For this project, we used the San Francisco Police Department (SFPD) Incident Report, containing a detailed record of police incidents for 2016. The main goal was to produce a tool that can help increase safety related awareness of the user, using different views into the data set: a number of visualizations that display neighborhood-specific incident data; a heatmap-style calendar which depicts total number of incidents for a given day; and a search feature that reports the total number of incidents which occurred within a certain radius from a given coordinate.
Police Department Incidents (2.16M rows total): https://data.sfgov.org/Public-Safety/Police-Department-Incidents/tmnf-yvry This data set was first reduced to incidents that occurred during calendar 2016. These data were further culled by focusing on the top 10 incidents (by count). This was done to reduce the total number of records to process and yielded approximately 75 thousand records.
SF Neighborhood data from the City of San Francisco, through the SF OpenData Socrata API service: https://data.sfgov.org/ Neighborhood information for each incident was obtained using “mapping” code obtained from "https://github.com/dylburger/sf-lat-long-mapper". This code provides a programmatic interface which returns the neighborhood name for a given latitude, longitude coordinate—available for each incident in the SFPD report.

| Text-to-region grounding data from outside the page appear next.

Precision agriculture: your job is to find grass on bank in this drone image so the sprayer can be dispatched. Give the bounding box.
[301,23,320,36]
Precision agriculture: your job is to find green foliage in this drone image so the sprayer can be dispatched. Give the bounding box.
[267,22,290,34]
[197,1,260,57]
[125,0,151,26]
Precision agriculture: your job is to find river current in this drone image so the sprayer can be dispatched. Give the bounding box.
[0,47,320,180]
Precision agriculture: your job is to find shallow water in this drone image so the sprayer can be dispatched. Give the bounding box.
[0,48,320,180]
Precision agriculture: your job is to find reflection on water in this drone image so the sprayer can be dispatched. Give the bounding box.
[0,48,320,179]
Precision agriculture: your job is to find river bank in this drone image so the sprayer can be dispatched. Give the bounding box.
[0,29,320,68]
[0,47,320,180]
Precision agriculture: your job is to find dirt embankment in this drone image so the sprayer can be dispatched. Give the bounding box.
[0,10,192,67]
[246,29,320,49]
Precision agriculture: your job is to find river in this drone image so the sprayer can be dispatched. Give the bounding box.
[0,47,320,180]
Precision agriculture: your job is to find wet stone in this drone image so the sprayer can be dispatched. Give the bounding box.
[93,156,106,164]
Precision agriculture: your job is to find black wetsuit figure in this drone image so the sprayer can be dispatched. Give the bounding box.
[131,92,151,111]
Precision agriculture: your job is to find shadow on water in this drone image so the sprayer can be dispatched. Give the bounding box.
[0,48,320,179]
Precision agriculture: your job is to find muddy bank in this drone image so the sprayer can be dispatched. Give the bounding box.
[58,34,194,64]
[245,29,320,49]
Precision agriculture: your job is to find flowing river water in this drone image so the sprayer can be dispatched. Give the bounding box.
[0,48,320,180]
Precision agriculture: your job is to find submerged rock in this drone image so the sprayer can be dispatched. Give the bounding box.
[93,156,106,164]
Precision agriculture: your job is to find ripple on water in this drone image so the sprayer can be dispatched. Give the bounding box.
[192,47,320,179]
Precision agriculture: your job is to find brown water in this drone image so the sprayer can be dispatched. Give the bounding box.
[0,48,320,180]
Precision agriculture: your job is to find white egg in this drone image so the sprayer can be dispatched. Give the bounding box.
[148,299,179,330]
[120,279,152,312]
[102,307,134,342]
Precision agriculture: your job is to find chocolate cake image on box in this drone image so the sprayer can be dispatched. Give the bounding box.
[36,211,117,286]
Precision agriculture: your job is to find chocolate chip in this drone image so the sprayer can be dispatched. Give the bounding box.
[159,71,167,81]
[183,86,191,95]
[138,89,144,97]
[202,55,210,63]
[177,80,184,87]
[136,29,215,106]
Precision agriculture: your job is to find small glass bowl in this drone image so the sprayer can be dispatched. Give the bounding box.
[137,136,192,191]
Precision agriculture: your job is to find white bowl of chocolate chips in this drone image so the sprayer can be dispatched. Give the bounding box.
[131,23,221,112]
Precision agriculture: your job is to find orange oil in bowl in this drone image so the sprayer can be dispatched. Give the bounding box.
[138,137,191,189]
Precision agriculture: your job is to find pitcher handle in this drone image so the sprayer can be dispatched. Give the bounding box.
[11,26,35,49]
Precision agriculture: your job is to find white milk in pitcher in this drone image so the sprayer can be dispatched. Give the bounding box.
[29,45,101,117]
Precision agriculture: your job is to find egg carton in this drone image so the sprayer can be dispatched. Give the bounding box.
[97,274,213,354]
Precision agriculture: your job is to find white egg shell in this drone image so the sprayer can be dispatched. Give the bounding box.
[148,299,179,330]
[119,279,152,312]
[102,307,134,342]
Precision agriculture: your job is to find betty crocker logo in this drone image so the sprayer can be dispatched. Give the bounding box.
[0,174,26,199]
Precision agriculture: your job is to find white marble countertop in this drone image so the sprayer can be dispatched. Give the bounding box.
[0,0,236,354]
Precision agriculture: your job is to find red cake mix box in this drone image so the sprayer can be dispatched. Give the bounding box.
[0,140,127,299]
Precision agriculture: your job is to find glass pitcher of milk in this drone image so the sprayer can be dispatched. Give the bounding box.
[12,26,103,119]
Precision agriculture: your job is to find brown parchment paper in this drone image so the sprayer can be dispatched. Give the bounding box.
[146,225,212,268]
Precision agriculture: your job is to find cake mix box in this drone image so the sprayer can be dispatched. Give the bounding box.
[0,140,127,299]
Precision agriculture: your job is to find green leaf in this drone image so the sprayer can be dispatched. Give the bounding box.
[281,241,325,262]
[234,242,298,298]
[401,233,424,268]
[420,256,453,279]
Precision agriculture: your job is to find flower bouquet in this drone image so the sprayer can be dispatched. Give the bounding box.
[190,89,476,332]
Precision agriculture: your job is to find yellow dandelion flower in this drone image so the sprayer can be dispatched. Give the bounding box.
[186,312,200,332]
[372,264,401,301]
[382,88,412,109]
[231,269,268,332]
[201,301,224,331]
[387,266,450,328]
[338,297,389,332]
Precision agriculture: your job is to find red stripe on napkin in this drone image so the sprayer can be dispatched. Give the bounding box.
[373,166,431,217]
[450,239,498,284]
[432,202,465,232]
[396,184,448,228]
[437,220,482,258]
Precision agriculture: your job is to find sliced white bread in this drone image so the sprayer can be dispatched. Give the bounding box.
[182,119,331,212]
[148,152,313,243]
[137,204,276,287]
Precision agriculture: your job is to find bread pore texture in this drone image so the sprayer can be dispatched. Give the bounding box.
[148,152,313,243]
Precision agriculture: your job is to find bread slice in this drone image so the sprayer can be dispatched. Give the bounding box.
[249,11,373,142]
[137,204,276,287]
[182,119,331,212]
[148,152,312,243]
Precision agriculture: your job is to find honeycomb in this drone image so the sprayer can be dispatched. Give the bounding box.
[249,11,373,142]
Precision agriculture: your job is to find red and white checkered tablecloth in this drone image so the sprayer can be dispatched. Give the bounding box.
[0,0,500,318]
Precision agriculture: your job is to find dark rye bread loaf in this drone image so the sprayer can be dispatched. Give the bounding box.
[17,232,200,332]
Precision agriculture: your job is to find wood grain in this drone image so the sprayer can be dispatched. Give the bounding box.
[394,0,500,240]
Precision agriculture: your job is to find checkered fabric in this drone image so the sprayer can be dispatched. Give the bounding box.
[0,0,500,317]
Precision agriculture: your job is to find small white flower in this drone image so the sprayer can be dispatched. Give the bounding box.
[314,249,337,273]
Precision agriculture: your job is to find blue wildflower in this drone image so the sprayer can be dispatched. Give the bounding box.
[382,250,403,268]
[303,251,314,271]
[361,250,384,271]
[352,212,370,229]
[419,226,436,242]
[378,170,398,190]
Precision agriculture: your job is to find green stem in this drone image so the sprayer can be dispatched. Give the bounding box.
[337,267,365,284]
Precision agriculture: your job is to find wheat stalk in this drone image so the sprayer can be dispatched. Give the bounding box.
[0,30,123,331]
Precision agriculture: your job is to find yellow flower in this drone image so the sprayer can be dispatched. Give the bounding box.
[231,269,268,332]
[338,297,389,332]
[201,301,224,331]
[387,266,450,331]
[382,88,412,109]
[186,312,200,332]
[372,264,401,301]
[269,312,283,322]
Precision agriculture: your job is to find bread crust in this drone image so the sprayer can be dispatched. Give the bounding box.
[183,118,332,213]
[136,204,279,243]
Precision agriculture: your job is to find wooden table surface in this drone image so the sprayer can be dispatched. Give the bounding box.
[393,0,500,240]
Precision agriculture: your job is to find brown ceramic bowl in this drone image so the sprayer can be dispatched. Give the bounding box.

The SFPD Incident Report data were very clean with no missing and/or duplicate info. The main challenge associated with this data set is its size. Since the primary objective is to increase awareness, data recency is more important than historical perspective. By focusing on the top 10 most frequent incidents, we further reduced the data set size. These tactics were key to shortening the time-consuming task of obtaining neighborhood information for each record in the data set. With this reduced size, this processing still took nearly a full day of processing to complete. Another challenge relates to the addition of geospatial information to each incident, specifically polygon data for a given neighborhood. This addition facilitated neighborhood-specific mapping using Carto; but doing so, increased the file size of our data set by over 20 fold to nearly 600MB, complicating data movement activities.